Pulpfiction Books is pleased to present Mercury Station, a new science fiction novel by Mark von Schlegell.

A reading and signing by the author will be held on Saturday, March 28, from 7-9pm.

Pulpfiction Books
2422 Main Street
Vancouver, British Columbia
Canada. V5T 3E2
604.876.4311
pulpbook@telus.net

Mark von Schlegell's science fiction can be found in underground newspapers, chapbooks and zines the world over. Venusia, his first novel, was shortlisted for the James Tiptree, Jr. Prize. His criticism is published internationally by magazines and institutions like Parkett, Flash Art, the Whitney Museum and L.A. MOCA. Realometer, a collection of literary essays, is forthcoming shortly from Merve Verlag, Berlin.

Von Schlegell is based in LA, CA and Cologne, Germany.

von Schlegell’s debut novel Venusia (Semiotexte(e), 2005) was hailed in the sci-fi and literary worlds as a "breathtaking excursion" and "heady kaleidoscopic trip," marking the arrival of an important new voice in vanguard science fiction. Mercury Station, Book 2 in von Schlegell’s System Series, continues the journey into a dystopian future.

It's 2150. System Space has collapsed and most human civilization with it. Eddard Ryan and his fellow prisoners continue to suffer the remote-control domination of the Mercury Station Borstal and its condescending central authority, the qompURE MERKUR— programmed to treat all prisoners as adolescents. When self-styled chrononaut Count Reginald Skaw shows up off
Mercury with an inter-station cruiser at his disposal, there’s suddenly the possibility of escape -- into the past. Ryan, an Irish Republican, has always fancied himself a skeptic where time travel is concerned. But the girl of his dreams, Black Rose Army confederate Koré McAllister, thinks otherwise.

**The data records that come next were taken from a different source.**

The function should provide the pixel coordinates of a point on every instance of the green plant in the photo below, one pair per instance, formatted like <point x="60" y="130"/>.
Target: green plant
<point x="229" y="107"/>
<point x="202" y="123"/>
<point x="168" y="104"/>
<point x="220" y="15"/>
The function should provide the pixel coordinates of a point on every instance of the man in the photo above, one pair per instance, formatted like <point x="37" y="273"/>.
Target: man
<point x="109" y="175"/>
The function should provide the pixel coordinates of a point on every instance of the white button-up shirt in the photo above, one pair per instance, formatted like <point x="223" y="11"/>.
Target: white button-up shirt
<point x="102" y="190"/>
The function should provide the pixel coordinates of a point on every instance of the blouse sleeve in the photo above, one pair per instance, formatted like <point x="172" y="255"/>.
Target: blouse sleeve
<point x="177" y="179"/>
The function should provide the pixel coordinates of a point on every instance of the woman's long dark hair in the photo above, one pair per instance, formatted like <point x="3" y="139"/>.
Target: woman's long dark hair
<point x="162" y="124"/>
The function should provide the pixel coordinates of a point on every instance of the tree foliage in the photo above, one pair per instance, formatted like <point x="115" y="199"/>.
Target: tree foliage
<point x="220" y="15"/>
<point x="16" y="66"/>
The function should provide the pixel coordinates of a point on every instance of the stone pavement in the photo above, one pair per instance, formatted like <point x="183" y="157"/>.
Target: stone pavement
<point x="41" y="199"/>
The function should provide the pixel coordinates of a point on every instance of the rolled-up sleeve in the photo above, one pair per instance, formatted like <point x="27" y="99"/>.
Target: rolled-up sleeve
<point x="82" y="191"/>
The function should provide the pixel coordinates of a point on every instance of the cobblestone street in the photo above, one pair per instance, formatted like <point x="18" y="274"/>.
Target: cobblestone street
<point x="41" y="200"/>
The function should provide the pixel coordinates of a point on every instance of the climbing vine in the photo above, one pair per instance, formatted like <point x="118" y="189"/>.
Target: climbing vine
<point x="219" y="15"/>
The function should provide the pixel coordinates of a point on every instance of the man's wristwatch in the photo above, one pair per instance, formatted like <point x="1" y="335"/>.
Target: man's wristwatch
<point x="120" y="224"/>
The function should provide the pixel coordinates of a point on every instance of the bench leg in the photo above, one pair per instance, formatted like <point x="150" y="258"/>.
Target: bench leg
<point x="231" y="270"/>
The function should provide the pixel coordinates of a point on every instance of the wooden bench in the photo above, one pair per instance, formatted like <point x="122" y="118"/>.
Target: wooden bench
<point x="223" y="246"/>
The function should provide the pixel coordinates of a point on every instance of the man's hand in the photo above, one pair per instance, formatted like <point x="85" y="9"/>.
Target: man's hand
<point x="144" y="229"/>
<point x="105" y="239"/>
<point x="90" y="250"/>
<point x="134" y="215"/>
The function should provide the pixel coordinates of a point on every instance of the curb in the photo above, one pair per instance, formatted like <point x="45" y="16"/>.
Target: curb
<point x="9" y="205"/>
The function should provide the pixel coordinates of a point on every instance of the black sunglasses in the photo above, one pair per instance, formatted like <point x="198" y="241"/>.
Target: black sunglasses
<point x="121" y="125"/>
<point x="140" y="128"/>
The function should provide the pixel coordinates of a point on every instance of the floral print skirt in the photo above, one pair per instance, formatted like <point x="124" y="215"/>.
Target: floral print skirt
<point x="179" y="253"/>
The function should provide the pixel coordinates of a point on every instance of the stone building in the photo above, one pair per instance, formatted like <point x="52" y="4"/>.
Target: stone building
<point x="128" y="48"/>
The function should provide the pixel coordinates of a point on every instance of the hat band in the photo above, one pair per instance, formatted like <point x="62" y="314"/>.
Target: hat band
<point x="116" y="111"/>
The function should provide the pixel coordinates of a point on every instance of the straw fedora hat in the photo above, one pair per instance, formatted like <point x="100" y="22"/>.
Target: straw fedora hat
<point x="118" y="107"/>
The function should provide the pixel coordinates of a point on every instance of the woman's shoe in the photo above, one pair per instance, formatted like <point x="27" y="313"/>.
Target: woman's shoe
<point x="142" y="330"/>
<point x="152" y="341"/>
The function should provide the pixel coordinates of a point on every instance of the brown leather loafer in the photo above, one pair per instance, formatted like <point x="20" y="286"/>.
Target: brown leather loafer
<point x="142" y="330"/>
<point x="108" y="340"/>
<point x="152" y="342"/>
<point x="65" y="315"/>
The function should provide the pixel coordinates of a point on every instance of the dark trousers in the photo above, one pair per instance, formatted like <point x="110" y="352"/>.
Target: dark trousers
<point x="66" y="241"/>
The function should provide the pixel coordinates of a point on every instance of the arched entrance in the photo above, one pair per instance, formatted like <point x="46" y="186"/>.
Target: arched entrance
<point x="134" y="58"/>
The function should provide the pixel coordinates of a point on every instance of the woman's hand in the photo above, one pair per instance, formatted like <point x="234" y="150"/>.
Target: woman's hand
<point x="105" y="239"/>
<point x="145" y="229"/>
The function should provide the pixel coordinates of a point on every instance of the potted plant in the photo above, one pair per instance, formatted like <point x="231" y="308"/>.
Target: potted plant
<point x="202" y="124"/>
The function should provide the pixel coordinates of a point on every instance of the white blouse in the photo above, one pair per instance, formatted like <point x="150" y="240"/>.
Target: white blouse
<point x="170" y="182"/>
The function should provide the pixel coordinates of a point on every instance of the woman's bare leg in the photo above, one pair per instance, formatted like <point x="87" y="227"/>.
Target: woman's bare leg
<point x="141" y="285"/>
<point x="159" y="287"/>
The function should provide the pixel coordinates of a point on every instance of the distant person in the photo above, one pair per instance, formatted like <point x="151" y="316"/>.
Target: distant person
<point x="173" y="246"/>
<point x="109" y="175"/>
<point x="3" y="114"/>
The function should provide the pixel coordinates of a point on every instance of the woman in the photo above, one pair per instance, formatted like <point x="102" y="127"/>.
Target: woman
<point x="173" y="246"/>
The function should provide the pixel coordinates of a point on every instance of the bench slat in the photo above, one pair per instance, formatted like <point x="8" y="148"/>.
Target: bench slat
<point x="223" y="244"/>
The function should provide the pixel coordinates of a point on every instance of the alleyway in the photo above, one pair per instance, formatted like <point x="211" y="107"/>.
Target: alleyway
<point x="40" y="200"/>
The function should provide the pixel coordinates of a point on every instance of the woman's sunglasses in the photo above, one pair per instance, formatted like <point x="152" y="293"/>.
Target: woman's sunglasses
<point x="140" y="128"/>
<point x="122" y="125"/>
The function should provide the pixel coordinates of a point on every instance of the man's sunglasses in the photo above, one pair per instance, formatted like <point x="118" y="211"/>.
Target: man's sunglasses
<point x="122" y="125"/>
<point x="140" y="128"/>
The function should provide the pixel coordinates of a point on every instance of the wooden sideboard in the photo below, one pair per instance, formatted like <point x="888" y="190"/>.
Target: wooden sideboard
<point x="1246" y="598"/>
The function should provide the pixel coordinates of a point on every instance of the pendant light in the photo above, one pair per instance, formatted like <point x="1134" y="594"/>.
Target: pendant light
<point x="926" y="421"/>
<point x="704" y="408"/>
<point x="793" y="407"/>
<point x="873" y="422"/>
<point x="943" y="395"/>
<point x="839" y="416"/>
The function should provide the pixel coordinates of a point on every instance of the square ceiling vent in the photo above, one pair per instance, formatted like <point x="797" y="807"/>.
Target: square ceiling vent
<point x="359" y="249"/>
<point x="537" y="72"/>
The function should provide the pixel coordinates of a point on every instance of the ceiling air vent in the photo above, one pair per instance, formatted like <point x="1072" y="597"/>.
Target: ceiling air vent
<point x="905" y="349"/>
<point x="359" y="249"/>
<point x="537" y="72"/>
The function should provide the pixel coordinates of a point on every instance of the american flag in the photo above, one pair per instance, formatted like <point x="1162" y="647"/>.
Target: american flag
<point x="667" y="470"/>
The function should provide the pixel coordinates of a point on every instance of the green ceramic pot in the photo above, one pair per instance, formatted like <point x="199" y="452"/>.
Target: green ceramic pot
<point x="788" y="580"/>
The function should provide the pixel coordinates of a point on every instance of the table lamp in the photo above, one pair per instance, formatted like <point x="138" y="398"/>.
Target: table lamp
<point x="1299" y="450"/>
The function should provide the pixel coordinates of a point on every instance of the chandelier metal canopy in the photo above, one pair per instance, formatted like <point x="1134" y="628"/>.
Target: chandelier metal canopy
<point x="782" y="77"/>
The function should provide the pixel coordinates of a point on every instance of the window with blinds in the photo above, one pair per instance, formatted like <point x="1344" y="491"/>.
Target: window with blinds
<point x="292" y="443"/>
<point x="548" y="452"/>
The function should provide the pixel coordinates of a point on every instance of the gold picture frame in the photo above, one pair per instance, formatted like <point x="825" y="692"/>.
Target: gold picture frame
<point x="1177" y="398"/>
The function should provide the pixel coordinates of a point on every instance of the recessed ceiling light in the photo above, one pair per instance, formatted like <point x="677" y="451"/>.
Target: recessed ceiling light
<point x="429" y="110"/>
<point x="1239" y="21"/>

And when Koré mysteriously disappears with Count Skaw, a little witch emerges out of the textual wilderness of fourteenth century Preussland to dispute the legitimacy of history itself.

Fusing new wave SF with hard medieval fantasy, sparkling with allusion and vivid detail, Mercury Station performs a daring prison-break from Einsteinian spacetime, inhabiting new reaches of the imaginable future and the impossible past.